CAR-CAT T cells maintain viability and functionality under H₂O₂-induced oxidative stress. (A) After transduction with CAR or CAR-CAT, T cells were resuspended to 2 × 10⁵ in 200 μl complete medium RPMI 1640 containing 10% FCS and exposed to increasing concentrations of H₂O₂. After 24 h cells were stained with annexin V–FITC and 7-aminoactinomycin D and analyzed by FACS. (B) H₂O₂ (50 μM) was used to induce oxidative stress in 5 × 10³ engineered or nonmodified T cells being stimulated with CD3-CD28 proliferation beads for 4 d and cell proliferation was measured by [³H]thymidine incorporation for 4 h. (C) Transduced T cells were used as effectors for targeting Her2⁺ tumors at an E:T ratio of 1:2. Freshly transduced T cells were cultured overnight with increasing concentrations of H₂O₂ to induce oxidative stress. After 18 h, target cells were labeled with [⁵¹Cr] and transferred into effector cell–containing wells. Supernatant was collected after 24 h coculture and transferred to LumaPlates and read out on MicroBeta. The percentage specific lysis was calculated using the following formula: (CPM_sample − CPM_spontaneous)/(CPM_maximum − CPM_spontaneous). Data are presented as means ± SD. **p < 0.005 by two-way ANOVA using GraphPad Prism 5 for (B) and (C) between CAR and CAR-CAT.

FIGURE 4.

A bystander effect is mediated by CAR-CAT T cells toward nonmodified T and NK cells. (A) T cells were labeled with CellROX for both a short-term and long-term staining, and CellROX MFI on CAR⁻ T cells was determined after cells were acquired by FACS. (B) Healthy donor autologous T cells were CFSE labeled and admixed with transduced T cells followed by staining with Abs and CellROX and acquired by flow cytometry. (C) CAR-CAT and CAR⁻ cells were labeled with maleimide and surface thiols were evaluated. (D) Supernatants were collected from transduced and nontransduced T cells and tested for catalase activity. (E) H₂O₂ was used to induce oxidative stress in T cell culture for 2 h prior to staining. Cells (2 × 10⁵) were stained for CD3ζ using FITC-conjugated anti-CD3ζ after permeabilization with 0.25% PFA and digitonin.

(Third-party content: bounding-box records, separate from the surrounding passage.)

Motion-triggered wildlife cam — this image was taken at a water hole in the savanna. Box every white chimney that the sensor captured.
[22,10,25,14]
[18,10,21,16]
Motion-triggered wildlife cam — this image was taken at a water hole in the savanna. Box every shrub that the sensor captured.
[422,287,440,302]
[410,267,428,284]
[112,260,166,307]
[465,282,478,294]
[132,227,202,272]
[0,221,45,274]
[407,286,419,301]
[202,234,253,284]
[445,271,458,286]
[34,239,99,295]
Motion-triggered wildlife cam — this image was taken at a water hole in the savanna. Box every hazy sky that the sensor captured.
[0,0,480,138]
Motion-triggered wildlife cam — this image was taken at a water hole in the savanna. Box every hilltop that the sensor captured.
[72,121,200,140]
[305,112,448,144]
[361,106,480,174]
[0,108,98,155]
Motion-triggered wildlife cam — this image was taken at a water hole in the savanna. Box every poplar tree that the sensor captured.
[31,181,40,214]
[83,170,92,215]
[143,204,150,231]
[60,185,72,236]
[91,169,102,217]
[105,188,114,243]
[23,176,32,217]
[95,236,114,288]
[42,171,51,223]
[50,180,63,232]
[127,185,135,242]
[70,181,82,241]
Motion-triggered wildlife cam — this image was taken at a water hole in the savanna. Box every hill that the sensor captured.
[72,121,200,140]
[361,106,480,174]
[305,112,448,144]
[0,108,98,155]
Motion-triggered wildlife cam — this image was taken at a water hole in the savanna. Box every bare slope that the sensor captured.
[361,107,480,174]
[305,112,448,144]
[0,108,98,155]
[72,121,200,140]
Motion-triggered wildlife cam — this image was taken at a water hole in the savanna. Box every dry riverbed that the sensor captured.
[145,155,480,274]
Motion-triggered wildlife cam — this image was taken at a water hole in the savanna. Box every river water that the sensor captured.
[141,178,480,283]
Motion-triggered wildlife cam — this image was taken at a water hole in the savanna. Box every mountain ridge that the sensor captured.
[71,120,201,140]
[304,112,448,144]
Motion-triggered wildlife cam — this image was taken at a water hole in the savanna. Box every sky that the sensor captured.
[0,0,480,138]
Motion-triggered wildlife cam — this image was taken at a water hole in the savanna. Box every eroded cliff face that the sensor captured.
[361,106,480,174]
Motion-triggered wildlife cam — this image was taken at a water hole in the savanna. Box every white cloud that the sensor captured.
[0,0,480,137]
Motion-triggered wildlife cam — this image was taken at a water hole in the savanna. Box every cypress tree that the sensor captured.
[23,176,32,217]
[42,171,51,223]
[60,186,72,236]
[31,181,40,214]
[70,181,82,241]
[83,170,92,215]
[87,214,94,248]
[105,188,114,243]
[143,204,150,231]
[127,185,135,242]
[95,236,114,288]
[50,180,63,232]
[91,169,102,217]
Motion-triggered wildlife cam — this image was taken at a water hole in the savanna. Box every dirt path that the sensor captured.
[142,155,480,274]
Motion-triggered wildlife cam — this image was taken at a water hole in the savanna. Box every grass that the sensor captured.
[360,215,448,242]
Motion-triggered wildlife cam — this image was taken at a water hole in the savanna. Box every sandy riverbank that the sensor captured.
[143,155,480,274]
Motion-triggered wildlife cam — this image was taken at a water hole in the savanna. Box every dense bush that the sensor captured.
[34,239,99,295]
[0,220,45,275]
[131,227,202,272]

Cells were acquired by FACS, and change in CD3ζ MFI was calculated by: CD3ζ MFI_{(xμM H2O2)} − CD3ζ MFI_{(0μM H2O2)} gated on the CAR⁻ fraction. (F) NK cells were cocultured with engineered T cells at a ratio of 2:1 CAR T cell/NK cell overnight under oxidative stress induced by different concentrations H₂O₂. K562 target cells were loaded with [⁵¹Cr] and added to the NK/T cell mix after H₂O₂ coculture at a ratio of 1:1 NK cell/K562 cell. Supernatant (25 μl) was transferred to LumaPlates and read out on MicroBeta. Data are presented as means ± SD. *p < 0.05 by two-way ANOVA using GraphPad Prism 5 for (C) between CAR and CAR-CAT.